Apaiser les tensions
De son côté, le directeur exécutif de Roscosmos, Sergueï Krikalev, semble sur la même longueur d’onde pacifique que Bill Nelson. Mardi, il a dit en conférence de presse compter sur l’autorisation du gouvernement russe pour prolonger la collaboration avec les Américains après 2024. «J’espère qu’on pourra coopérer comme en 1975 quand ça a commencé», a affirmé le responsable, en jurant qu’il fait de son mieux pour apaiser toutes les tensions entre les deux agences.

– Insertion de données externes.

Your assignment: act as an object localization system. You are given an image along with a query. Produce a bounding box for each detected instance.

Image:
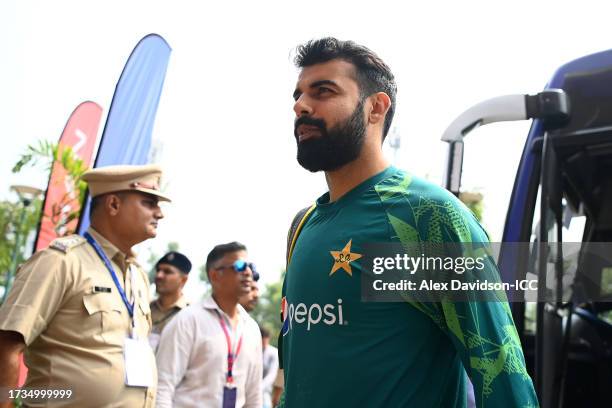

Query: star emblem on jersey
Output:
[329,239,362,276]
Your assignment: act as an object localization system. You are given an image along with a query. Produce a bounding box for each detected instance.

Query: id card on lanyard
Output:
[215,310,242,408]
[84,232,155,387]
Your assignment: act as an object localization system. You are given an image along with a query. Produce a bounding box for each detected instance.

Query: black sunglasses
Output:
[216,259,259,282]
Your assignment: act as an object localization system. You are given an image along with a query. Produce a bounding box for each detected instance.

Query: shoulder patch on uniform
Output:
[49,235,87,253]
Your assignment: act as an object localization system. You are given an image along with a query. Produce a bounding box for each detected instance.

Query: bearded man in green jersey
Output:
[281,38,538,408]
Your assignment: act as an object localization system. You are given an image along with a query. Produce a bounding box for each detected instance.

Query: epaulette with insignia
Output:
[49,235,87,253]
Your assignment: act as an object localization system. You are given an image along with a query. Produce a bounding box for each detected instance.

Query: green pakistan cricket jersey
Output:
[282,167,538,408]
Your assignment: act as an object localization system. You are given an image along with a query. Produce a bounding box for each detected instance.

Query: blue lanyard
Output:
[83,232,134,318]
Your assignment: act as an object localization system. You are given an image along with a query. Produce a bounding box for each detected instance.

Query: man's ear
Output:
[368,92,391,125]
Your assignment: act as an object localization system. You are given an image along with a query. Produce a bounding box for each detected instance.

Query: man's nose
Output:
[242,265,253,279]
[293,94,312,118]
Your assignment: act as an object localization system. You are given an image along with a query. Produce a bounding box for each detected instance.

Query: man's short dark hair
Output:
[89,195,104,218]
[294,37,397,140]
[89,191,125,219]
[206,241,246,275]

La présence d’une Russe parmi les Américains n’est pas le seul symbole fort de ce vol de relève vers l’ISS. L’une des deux astronautes de la Nasa, Nicole Mann, est membre des tribus indiennes de Round Valley en Californie. «Je suis très fière de représenter les natifs américains et mon héritage», a déclaré l’aviatrice de 45 ans. «Il est important de célébrer notre diversité, et aussi de réaliser combien il est important de collaborer et de s’unir, les réussites incroyables qu’on peut obtenir ensemble.» Le message est limpide.